По своим профессиональным занятиям мне приходится чуть ли не каждую неделю ездить в Саратов на пароходе, пользуясь всеми его удобствами, свежим воздухом и очаровательными видами Волги. Едва ли во всем свете можно создать себе лучшую поездку, чем на наших волжских пароходах. Сам по себе пароход – это плавучий город, дающий вам все желательные удобства: к вашим услугам удобное помещение, лучший ресторан, чистый воздух и постоянная перемена людей и видов. Через каждые несколько часов подъезжает к новому селу, городу, где вас встречают и провожают все новые люди, люди крепкие, жизнерадостные и привольные. Виды с парохода на волжские горы, заволжские степи леса, острова с рыболовами, наконец, самая ширь и бесконечность Волги – все это приводит в положительный восторг, и невольно воскликнешь, перефразируя Гоголя : «Черт тебя возьми, Волга, как ты хороша!»... И все эти думы невольно заставляют меня горы чувствовать свою неволю и разгоняют сон. Становится особенно тяжело именно потому, что свист пароходов навевает все эти родные милые картины, напоминающие тебе о потере столь дорогой свободы. Мне иногда представляется, что я сделал бы лучше, если бы отбыл свое заключение где-нибудь вдали от родной Волги - в Петербурге или Москве или отбывал бы заключение зимой, когда затянутая льдом Волга не напоминала бы о себе.

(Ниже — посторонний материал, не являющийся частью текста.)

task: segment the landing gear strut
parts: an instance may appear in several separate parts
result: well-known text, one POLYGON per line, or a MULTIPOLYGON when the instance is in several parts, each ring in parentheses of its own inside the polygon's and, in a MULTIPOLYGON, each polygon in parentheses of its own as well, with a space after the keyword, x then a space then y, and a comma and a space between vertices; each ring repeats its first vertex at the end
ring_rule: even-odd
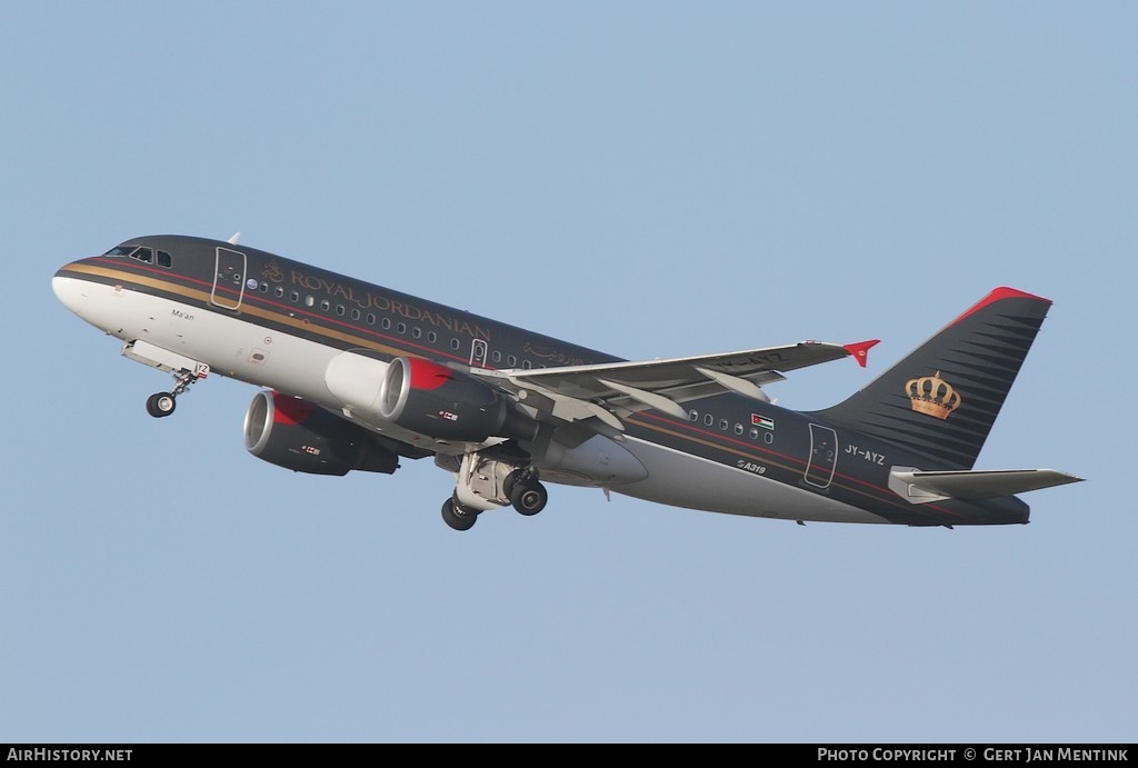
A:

Вопросы эти вызвали меня на горькие размышления. Когда мы являемся в какое-нибудь правительственное учреждение и подобострастно обращаемся с наизаконнейшей просьбой к какому-нибудь чиновнику, то, получив от него удовлетворение, считаем своей непременной обязанностью поблагодарить чиновника, а чиновник с важным достоинством принимает эту благодарность. Почему же мы благодарим чиновника, который никакой благодарности от нас не заслуживал, так как исполнял только свой долг? Потому, конечно, – и мы знаем это по опыту, – что он может совершенно безнаказанно не исполнить нашу законную просьбу, то есть не исполнить своего долга. На ваше справедливое негодование вам спокойно ответят: «Можете обжаловать мои действия!», а если вы придете после этого в ярость, то вас предадут суду за оскорбление должностных места и лица.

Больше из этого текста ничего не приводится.